Additional References

Cartwright, J. H. E., Gonzalez, D. L., & Piro, O. (1999). Universality in three-frequency resonances. Physical Review Letters, 59(3), 2902–2906.

Hoppensteadt, F. C., & Izhikevich, E. M. (1996a). Synaptic organizations and dynamical properties of weakly connected neural oscillators I: Analysis of a canonical model. Biological Cybernetics, 75, 117–127.

Hoppensteadt, F. C., & Izhikevich, E. M. (1996b). Synaptic organizations and dynamical properties of weakly connected neural oscillators II. Learning phase information. Biological Cybernetics, 75(2), 129–135.

Kim, J. C. (2017). A Dynamical Model of Pitch Memory Provides an Improved Basis for Implied Harmony Estimation. Frontiers in Psychology, 8, 666.

Krumhansl, C. L. (1990). Cognitive Foundations of Musical Pitch. Oxford University Press.

Krumhansl, C. L., & Kessler, E. J. (1982). Tracing the dynamic changes in perceived tonal organization in a spatial representation of musical keys. Psychological Review, 89(4), 334.

Large, E. W. (2011). Musical tonality, neural resonance and Hebbian learning (E. Amiot M Andreatta G Assayag J Bresson J Mandereau C Agon, Ed.; pp. 115–125). Berlin: Springer-Verlag.

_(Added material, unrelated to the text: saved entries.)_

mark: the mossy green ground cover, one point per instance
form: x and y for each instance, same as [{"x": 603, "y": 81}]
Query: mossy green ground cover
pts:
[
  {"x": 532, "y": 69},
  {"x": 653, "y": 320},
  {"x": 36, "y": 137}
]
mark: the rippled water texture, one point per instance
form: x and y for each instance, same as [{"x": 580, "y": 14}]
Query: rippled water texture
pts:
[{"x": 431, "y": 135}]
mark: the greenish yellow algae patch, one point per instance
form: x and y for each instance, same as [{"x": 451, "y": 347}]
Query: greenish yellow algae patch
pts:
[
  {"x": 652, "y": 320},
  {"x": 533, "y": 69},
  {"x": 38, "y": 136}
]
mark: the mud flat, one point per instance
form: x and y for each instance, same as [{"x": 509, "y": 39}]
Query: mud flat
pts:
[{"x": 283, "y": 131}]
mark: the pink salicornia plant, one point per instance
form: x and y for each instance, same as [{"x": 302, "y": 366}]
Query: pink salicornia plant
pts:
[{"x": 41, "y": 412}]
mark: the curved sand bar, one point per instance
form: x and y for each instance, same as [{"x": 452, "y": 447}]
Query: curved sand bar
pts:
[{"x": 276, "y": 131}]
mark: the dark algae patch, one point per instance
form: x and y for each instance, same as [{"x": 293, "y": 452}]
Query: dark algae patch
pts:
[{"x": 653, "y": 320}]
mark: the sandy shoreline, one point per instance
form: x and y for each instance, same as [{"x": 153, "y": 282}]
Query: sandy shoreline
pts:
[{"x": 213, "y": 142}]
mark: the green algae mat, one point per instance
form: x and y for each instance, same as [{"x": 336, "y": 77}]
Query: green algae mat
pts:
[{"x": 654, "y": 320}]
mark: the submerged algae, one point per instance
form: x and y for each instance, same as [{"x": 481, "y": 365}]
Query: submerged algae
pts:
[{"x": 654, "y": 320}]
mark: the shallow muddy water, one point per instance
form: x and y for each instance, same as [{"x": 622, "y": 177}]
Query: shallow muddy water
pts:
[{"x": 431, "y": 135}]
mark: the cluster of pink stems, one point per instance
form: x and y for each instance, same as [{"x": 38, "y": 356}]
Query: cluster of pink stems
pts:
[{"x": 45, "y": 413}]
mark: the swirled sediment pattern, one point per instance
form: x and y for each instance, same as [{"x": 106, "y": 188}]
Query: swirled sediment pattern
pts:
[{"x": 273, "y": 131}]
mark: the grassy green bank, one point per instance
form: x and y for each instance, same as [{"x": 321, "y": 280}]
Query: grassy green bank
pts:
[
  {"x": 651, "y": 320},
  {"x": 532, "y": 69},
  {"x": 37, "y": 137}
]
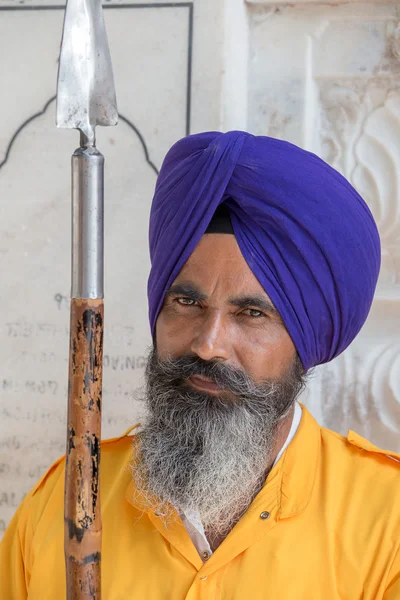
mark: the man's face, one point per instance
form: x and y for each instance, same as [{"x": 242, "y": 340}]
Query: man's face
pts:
[
  {"x": 217, "y": 310},
  {"x": 223, "y": 375}
]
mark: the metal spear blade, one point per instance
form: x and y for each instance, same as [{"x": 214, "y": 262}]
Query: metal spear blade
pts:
[{"x": 85, "y": 87}]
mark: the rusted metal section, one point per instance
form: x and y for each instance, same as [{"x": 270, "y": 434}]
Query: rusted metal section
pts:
[{"x": 82, "y": 489}]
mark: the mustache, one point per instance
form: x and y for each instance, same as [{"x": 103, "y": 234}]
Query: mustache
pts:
[{"x": 176, "y": 371}]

Large, E. W., Almonte, F., & Velasco, M. (2010). A canonical model for gradient frequency neural networks. Physica D-Nonlinear Phenomena, 239(12), 905–911. https://doi.org/10.1016/j.physd.2009.11.015

Kim, J. C., & Large, E. W. (2015). Signal Processing in Periodically Forced Gradient Frequency Neural Networks. Frontiers in Computational Neuroscience, 9, 152. https://doi.org/10.3389/fncom.2015.00152

Kim, J. C., & Large, E. W. (2019). Mode locking in periodically forced gradient frequency neural networks. Physical Review E, 99(2), 022421. https://doi.org/10.1103/physreve.99.022421

Kim, J. C., & Large, E. W. (2021). Multifrequency Hebbian plasticity in coupled neural oscillators. Biological Cybernetics, 115(115), 43–57.